A: By definition, octane rating is determined by the fuel’s ability to resist uncontrolled ignition; it is quite literally referred to as the “anti-knock index” (AKI) and is an average of two different methods for determining the theoretical resistance to detonation/knock relative to a reference fuel or engine operation conditions (RON and MON; AKI is calculated as “(RON+MON)/2”, which is the common marking on fuel dispensing pumps). “Higher octane ratings correlate to higher activation energies: This being the amount of applied energy required to initiate combustion. Since higher octane fuels have higher activation energy requirements, it is less likely that a given compression will cause uncontrolled ignition, otherwise known as autoignition or detonation.”vi Thus, the octane rating of the fuel being used will have a direct impact on the engine’s ability to resist detonation and knock. You should always use the “premium” pump fuel available in your area; we also suggest the exclusive use of fuels from Top Tier Retailers, when possible. Due to the differences in burn times when octane is raised significantly, you should consult your tuner before running fuels with octane ratings that appreciably exceed those of normal pump fuels (100+ octane).
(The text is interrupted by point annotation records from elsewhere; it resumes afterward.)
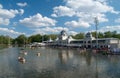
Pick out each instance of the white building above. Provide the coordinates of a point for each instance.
(88, 41)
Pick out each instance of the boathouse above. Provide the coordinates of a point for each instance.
(89, 41)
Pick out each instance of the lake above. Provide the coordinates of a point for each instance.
(57, 63)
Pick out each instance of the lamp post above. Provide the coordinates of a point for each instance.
(96, 25)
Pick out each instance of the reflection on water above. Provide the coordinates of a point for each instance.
(57, 63)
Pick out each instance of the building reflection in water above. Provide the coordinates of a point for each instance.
(64, 56)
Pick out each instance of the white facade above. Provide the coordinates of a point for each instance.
(88, 42)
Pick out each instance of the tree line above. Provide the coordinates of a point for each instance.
(22, 39)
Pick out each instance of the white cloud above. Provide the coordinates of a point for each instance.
(38, 21)
(1, 6)
(117, 20)
(85, 10)
(22, 4)
(109, 28)
(77, 24)
(63, 11)
(6, 15)
(11, 33)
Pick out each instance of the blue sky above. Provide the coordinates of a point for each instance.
(51, 16)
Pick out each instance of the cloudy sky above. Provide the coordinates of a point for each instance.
(51, 16)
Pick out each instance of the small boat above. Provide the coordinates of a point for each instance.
(25, 53)
(21, 59)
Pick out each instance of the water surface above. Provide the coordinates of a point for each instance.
(57, 63)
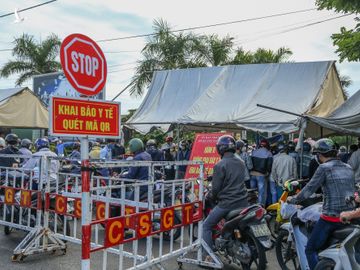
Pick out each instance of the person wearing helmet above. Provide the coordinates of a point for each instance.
(42, 151)
(75, 154)
(2, 143)
(106, 152)
(354, 162)
(118, 151)
(283, 168)
(95, 151)
(228, 185)
(241, 152)
(262, 162)
(292, 152)
(182, 155)
(136, 147)
(152, 149)
(26, 145)
(337, 182)
(306, 160)
(12, 140)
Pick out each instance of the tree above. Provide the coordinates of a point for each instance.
(348, 40)
(170, 50)
(32, 58)
(165, 50)
(261, 56)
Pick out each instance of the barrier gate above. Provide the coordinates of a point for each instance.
(130, 224)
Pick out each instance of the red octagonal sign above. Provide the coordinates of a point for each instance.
(84, 64)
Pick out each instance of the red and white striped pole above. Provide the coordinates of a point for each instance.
(85, 205)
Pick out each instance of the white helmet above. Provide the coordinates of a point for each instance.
(2, 142)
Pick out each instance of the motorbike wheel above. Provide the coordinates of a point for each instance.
(273, 224)
(258, 256)
(7, 229)
(286, 252)
(194, 232)
(176, 232)
(325, 264)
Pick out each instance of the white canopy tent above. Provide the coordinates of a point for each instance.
(21, 108)
(226, 97)
(344, 120)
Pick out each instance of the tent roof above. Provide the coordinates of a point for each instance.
(344, 120)
(21, 108)
(226, 97)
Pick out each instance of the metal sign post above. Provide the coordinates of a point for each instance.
(85, 204)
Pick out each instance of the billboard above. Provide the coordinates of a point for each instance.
(56, 84)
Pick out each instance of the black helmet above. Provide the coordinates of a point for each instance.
(12, 139)
(291, 146)
(306, 147)
(41, 143)
(151, 143)
(76, 146)
(225, 143)
(240, 144)
(324, 146)
(26, 143)
(281, 147)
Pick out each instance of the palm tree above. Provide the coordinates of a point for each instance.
(165, 50)
(345, 82)
(32, 58)
(261, 56)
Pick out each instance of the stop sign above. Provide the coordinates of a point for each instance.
(84, 64)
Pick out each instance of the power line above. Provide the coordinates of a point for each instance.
(211, 25)
(254, 39)
(28, 8)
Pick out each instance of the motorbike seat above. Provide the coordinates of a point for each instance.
(342, 233)
(233, 213)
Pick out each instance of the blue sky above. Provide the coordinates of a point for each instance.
(110, 18)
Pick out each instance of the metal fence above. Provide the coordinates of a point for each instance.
(124, 223)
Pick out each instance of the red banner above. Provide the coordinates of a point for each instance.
(204, 149)
(80, 117)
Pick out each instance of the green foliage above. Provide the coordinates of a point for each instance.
(348, 40)
(32, 58)
(171, 50)
(340, 5)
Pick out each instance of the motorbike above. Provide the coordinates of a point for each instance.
(339, 252)
(243, 236)
(273, 217)
(347, 254)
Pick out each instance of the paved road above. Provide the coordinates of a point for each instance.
(71, 260)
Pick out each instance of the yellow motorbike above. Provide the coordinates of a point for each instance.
(273, 216)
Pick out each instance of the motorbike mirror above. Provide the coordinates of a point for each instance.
(295, 183)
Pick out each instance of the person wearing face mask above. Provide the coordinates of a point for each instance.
(241, 152)
(337, 182)
(182, 155)
(228, 186)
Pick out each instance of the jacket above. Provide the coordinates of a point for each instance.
(283, 168)
(140, 173)
(262, 161)
(95, 152)
(9, 161)
(34, 163)
(354, 162)
(181, 156)
(337, 182)
(228, 184)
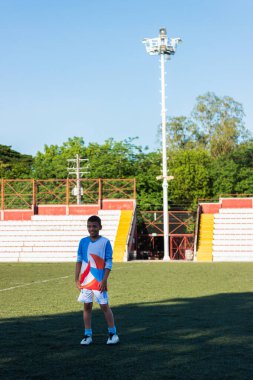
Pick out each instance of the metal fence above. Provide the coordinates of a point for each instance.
(26, 193)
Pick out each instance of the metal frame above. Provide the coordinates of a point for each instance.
(28, 193)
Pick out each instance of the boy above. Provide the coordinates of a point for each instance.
(93, 266)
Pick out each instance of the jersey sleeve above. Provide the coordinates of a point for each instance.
(108, 255)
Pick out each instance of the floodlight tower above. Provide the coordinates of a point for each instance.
(165, 48)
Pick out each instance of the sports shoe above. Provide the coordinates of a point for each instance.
(113, 339)
(86, 340)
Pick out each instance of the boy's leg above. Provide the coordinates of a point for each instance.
(113, 337)
(108, 315)
(87, 312)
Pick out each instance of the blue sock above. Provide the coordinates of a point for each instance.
(88, 332)
(112, 330)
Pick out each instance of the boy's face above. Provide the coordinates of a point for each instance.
(93, 229)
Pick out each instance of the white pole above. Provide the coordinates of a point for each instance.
(166, 256)
(78, 197)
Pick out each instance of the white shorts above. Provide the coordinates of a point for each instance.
(86, 296)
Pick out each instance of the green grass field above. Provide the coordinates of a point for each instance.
(175, 321)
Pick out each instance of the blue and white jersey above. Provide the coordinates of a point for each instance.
(96, 256)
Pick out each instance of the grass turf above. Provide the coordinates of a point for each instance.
(175, 321)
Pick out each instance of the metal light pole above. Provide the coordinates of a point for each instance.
(161, 46)
(76, 169)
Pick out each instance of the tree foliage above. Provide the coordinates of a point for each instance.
(216, 124)
(209, 153)
(14, 164)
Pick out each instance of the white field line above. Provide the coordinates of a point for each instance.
(42, 281)
(33, 283)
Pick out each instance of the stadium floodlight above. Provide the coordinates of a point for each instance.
(165, 48)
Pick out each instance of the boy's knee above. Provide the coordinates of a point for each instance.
(88, 306)
(105, 307)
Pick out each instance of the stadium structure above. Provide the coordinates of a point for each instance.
(42, 222)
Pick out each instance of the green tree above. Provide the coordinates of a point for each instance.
(52, 163)
(192, 181)
(14, 164)
(216, 124)
(233, 174)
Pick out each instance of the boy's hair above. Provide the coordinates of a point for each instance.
(94, 218)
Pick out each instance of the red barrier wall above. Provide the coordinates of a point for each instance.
(114, 204)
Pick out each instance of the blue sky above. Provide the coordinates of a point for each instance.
(78, 68)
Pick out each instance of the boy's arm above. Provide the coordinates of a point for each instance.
(103, 283)
(77, 274)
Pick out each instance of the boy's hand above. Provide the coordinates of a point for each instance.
(103, 285)
(78, 285)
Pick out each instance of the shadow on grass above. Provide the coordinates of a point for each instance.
(195, 338)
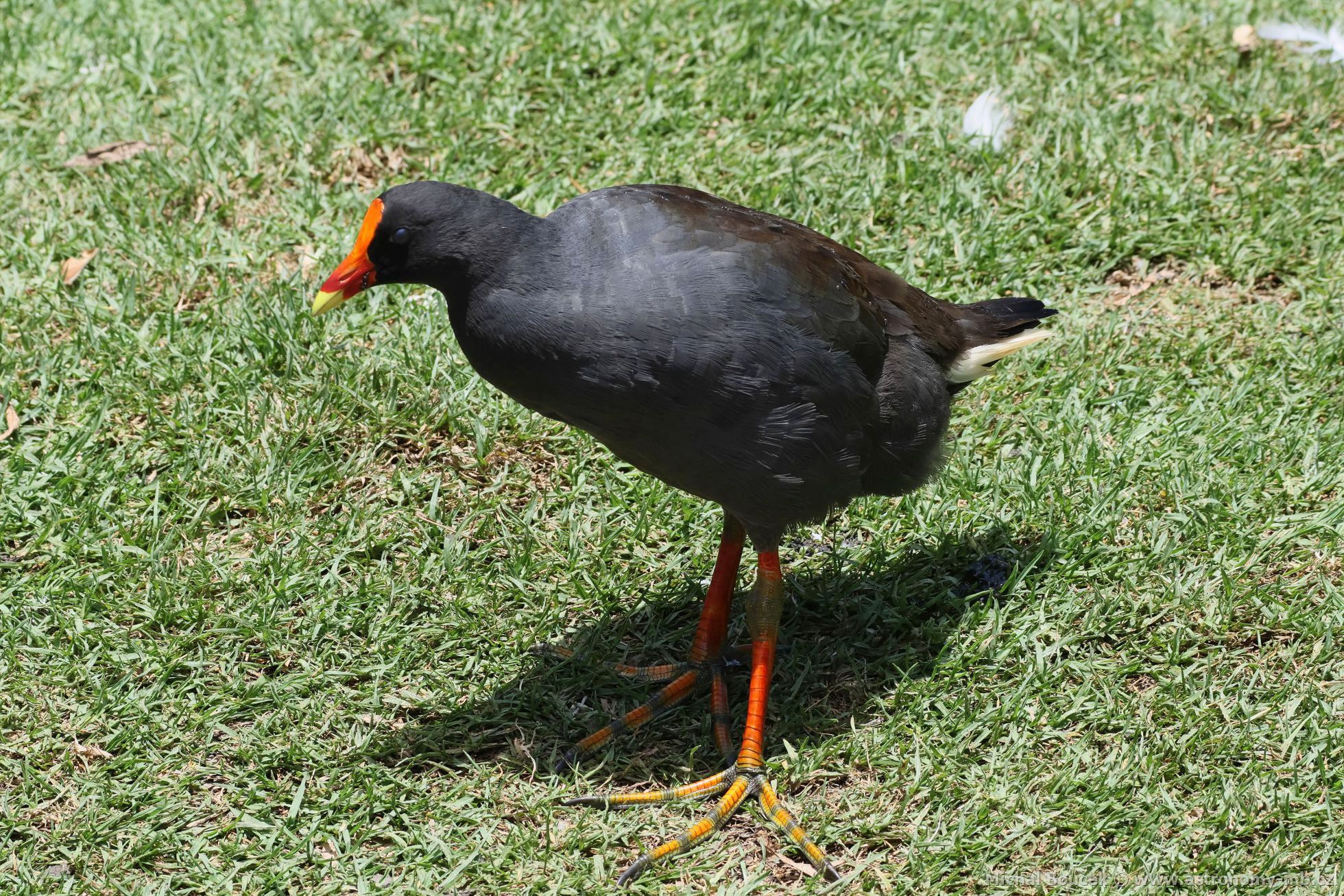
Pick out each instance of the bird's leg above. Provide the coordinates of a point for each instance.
(705, 660)
(745, 778)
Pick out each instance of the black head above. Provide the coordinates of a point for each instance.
(421, 232)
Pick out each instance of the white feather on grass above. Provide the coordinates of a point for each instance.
(1316, 40)
(988, 120)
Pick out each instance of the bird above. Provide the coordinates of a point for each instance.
(730, 352)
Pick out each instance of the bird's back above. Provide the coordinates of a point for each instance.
(737, 355)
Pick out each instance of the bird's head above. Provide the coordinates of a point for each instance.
(418, 232)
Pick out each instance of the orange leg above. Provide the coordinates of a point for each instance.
(746, 777)
(705, 660)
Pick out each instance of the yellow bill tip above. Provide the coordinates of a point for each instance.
(326, 301)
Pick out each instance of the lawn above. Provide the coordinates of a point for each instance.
(268, 583)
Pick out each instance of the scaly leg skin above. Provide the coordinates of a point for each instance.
(745, 778)
(706, 660)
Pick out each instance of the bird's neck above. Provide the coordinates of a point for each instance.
(487, 250)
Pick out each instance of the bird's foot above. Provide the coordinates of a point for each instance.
(737, 786)
(682, 679)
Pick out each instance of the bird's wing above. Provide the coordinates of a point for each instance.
(813, 282)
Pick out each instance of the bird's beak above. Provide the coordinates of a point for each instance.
(357, 273)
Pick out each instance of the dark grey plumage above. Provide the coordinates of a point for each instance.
(733, 354)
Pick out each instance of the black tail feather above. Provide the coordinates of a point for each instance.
(1009, 315)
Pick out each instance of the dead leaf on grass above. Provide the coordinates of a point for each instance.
(89, 751)
(108, 154)
(11, 422)
(71, 267)
(803, 868)
(1245, 39)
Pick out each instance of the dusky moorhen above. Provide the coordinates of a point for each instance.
(733, 354)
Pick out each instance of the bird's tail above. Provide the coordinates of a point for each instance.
(996, 330)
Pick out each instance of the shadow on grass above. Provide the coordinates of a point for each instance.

Q: I am monitoring “Knock Sum” for each cylinder on my car and see values over 100! What’s wrong
with my car and/or tune?

A: In all likelihood, nothing! The knock sum value itself is meaningless because it will increment even at idle/low RPM where the Subaru knock detection set-up cannot accurately distinguish between combustion detonation/knock and other engine noise. You need to look at when it is incrementing, putting more emphasis on the consistent reported knock at a higher load (such as during wide-open throttle). Keep in mind that every tune (even the factory tune on a bone stock car) will report knocking events on occasion. Some of these will be false knock (especially if it is at lower RPM/load) and some may be actual knock where the ECU takes the appropriate steps to decrease timing (and learn those corrections depending on the conditions). Also, some cylinders will be naturally more prone to incrementing this value where the system is not accurate. Fear not, your car did NOT knock 100 times!